De aankondiging van de Amerikaanse sancties werd gedaan door het Ministerie van Buitenlandse Zaken. Deze stap komt op een moment dat verschillende landen, waaronder Frankrijk en Groot-Brittannië, hebben beloofd om een Palestijnse staat te erkennen tijdens de Algemene Vergadering van de VN in september. Dit heeft geleid tot kritiek van Israël en de Verenigde Staten, die spreken over het belonen van Hamas.
Volgens Washington blijven de OAP en de Palestijnse autoriteit terrorisme ondersteunen door geweld uit te lokken en te ondersteunen. De sancties omvatten het weigeren van visa voor leden van beide organisaties. Het Amerikaanse Ministerie van Buitenlandse Zaken stelt dat het in het belang van de nationale veiligheid is om sancties op te leggen en de OAP en de Palestijnse autoriteit verantwoordelijk te houden voor het niet naleven van hun verplichtingen en het ondermijnen van de vooruitzichten op vrede.

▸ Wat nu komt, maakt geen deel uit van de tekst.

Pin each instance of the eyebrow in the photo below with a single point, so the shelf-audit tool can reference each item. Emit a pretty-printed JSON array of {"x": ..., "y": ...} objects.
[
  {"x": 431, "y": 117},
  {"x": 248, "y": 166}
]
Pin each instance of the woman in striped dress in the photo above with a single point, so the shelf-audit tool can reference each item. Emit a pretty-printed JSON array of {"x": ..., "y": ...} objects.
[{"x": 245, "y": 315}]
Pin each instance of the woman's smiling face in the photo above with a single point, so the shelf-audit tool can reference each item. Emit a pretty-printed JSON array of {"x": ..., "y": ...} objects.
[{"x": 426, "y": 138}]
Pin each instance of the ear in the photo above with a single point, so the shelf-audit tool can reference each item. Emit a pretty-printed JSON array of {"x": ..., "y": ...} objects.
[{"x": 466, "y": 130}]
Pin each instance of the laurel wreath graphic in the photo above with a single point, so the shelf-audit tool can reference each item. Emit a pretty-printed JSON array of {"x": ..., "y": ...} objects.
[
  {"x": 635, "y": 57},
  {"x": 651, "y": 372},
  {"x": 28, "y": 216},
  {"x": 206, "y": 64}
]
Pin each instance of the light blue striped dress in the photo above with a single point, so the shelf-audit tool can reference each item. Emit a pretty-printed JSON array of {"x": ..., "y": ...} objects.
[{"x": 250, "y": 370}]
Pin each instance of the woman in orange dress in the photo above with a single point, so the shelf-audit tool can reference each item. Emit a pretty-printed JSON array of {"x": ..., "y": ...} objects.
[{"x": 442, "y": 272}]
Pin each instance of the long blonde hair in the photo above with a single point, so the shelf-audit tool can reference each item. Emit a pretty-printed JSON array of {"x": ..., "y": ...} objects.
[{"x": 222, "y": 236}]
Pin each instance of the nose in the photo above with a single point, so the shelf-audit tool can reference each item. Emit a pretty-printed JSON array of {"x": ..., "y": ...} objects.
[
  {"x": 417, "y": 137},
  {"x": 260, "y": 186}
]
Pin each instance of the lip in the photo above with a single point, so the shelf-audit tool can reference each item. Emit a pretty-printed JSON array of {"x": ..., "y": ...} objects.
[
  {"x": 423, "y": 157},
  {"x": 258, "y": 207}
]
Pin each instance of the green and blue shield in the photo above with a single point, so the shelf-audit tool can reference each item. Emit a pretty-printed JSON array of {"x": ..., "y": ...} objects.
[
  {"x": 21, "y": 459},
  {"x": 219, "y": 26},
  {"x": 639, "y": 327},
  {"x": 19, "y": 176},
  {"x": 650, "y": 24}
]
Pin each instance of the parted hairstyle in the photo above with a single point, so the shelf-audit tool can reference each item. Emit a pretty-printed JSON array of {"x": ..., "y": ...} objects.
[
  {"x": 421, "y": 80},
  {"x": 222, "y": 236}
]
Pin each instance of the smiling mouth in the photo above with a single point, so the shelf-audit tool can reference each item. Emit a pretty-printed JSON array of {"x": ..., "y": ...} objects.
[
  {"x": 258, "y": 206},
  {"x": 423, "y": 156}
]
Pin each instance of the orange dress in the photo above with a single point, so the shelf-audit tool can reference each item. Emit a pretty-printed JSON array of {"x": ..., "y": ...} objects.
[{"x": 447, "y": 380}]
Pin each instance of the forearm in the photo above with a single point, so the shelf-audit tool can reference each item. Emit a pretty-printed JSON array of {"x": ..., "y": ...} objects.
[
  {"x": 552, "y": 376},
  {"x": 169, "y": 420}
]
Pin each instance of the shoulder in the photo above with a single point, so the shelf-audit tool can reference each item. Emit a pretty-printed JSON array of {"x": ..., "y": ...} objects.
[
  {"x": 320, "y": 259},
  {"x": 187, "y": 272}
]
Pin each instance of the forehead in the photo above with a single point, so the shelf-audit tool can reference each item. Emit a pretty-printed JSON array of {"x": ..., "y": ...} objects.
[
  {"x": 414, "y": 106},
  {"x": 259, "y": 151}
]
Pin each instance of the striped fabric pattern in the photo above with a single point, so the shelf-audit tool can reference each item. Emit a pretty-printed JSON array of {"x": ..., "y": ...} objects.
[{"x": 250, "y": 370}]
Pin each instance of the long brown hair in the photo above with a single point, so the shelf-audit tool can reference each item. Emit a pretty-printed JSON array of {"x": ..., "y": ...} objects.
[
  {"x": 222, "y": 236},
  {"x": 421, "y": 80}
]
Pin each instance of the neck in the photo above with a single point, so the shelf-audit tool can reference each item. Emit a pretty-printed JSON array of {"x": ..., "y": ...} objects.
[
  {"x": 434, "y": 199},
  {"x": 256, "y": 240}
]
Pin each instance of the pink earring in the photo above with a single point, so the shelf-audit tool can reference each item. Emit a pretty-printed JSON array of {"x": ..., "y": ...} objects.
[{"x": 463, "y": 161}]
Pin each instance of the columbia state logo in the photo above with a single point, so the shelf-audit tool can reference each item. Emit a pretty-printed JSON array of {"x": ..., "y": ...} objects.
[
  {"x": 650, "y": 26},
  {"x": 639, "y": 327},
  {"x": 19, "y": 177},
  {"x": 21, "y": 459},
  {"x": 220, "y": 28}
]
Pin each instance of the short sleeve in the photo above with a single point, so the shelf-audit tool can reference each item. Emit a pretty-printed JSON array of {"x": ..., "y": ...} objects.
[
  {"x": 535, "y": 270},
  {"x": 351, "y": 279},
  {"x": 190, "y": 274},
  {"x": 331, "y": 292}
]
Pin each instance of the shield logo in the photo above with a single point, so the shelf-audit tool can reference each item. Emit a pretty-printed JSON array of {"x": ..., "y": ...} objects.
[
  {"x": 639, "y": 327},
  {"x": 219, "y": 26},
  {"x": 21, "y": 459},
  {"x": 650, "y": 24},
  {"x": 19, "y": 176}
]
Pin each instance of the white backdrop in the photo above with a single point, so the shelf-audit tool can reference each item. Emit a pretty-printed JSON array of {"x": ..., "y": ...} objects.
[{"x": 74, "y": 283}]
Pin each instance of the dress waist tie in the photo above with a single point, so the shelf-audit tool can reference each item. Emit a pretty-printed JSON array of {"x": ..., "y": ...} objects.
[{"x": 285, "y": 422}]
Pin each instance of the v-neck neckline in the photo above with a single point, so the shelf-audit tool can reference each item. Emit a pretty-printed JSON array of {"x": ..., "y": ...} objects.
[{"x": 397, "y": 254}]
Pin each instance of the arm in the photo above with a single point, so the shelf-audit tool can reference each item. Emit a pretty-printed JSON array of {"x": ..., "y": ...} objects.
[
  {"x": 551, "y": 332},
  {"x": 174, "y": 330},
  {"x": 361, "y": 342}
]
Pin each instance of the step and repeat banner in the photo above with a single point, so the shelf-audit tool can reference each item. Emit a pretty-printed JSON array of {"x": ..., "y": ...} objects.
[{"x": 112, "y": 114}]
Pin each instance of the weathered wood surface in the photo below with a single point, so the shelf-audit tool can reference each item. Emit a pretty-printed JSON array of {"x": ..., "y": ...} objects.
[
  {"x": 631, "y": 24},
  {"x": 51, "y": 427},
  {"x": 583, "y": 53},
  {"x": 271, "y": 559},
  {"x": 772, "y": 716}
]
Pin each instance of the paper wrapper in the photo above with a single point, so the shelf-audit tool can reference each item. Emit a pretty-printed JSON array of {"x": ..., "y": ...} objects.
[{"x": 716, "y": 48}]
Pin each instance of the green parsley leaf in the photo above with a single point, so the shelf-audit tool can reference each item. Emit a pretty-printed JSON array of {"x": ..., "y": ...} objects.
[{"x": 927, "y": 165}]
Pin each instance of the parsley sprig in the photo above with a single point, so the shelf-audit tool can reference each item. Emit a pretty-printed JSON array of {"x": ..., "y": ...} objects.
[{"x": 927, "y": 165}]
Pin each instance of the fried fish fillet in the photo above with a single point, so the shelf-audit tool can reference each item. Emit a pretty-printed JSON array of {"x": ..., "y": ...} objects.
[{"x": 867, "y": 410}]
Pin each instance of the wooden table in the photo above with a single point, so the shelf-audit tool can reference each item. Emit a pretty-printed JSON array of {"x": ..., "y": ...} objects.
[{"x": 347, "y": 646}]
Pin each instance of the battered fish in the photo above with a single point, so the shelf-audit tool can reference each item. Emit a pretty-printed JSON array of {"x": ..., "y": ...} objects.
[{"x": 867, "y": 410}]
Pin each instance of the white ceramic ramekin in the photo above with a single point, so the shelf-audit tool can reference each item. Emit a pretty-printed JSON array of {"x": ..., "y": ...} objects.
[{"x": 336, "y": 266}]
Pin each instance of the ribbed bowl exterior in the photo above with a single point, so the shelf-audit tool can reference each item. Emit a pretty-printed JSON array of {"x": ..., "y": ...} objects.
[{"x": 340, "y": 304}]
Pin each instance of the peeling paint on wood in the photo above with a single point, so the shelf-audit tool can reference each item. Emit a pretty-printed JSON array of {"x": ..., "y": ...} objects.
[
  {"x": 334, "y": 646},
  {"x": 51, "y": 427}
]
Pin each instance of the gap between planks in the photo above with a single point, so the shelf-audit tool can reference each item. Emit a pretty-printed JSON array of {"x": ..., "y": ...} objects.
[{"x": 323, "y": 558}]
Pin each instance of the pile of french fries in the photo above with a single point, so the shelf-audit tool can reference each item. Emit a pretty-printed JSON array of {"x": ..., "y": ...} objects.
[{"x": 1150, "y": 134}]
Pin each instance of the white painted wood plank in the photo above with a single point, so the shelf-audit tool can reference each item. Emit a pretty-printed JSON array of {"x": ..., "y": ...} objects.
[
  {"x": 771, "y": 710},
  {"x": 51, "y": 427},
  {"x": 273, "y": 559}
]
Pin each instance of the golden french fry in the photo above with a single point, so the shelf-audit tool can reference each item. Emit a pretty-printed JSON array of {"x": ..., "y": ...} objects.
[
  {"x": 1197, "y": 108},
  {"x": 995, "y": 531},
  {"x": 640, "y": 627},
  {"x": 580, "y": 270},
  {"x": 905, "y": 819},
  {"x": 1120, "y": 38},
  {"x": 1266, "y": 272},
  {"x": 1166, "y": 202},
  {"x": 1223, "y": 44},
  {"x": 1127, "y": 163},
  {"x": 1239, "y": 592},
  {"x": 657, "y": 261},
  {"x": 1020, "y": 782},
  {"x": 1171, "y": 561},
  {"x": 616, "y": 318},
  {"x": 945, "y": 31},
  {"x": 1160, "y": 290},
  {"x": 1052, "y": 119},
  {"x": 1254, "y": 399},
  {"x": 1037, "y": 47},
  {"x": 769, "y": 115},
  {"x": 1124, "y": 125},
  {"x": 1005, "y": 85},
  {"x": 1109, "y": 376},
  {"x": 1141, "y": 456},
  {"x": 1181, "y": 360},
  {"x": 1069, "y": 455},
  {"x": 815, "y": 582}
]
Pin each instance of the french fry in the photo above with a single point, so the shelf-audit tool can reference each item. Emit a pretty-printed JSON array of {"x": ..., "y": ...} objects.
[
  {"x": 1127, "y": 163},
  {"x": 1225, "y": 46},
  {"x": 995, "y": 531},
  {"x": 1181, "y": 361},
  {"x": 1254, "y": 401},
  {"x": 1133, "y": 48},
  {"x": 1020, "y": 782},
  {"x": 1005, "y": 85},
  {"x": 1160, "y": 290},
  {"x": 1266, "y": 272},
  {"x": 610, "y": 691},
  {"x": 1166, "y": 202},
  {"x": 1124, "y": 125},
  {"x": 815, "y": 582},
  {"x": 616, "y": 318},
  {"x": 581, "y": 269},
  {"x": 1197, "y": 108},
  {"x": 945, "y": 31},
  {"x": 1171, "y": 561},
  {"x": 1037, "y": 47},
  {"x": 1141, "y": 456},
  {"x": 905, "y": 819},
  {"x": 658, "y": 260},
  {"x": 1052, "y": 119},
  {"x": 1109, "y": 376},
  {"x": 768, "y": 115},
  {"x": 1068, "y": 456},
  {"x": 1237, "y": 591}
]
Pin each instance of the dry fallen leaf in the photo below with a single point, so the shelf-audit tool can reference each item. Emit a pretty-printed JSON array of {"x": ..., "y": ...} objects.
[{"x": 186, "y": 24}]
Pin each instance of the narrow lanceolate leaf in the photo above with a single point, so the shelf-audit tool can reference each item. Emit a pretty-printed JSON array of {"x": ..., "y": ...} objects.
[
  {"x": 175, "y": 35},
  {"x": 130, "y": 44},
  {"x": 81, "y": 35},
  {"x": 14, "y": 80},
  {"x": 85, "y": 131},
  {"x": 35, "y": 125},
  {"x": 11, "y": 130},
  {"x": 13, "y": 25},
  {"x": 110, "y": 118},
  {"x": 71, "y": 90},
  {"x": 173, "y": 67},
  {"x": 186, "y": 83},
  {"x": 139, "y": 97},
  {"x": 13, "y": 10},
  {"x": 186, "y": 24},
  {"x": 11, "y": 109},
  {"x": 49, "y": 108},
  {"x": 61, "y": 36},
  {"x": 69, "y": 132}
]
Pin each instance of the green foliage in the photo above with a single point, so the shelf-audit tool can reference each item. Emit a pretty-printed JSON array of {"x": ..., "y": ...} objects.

Daarnaast bekritiseert het Amerikaanse Ministerie van Buitenlandse Zaken de OAP en de Palestijnse autoriteit voor het ondersteunen van acties binnen internationale organisaties die eerdere verplichtingen ondermijnen en in twijfel trekken. De Palestijnse autoriteit, onder leiding van president Mahmoud Abbas, regeert over de bezette Westelijke Jordaanoever, terwijl de OAP, opgericht in 1964, de beweging is die de Palestijnen vertegenwoordigt.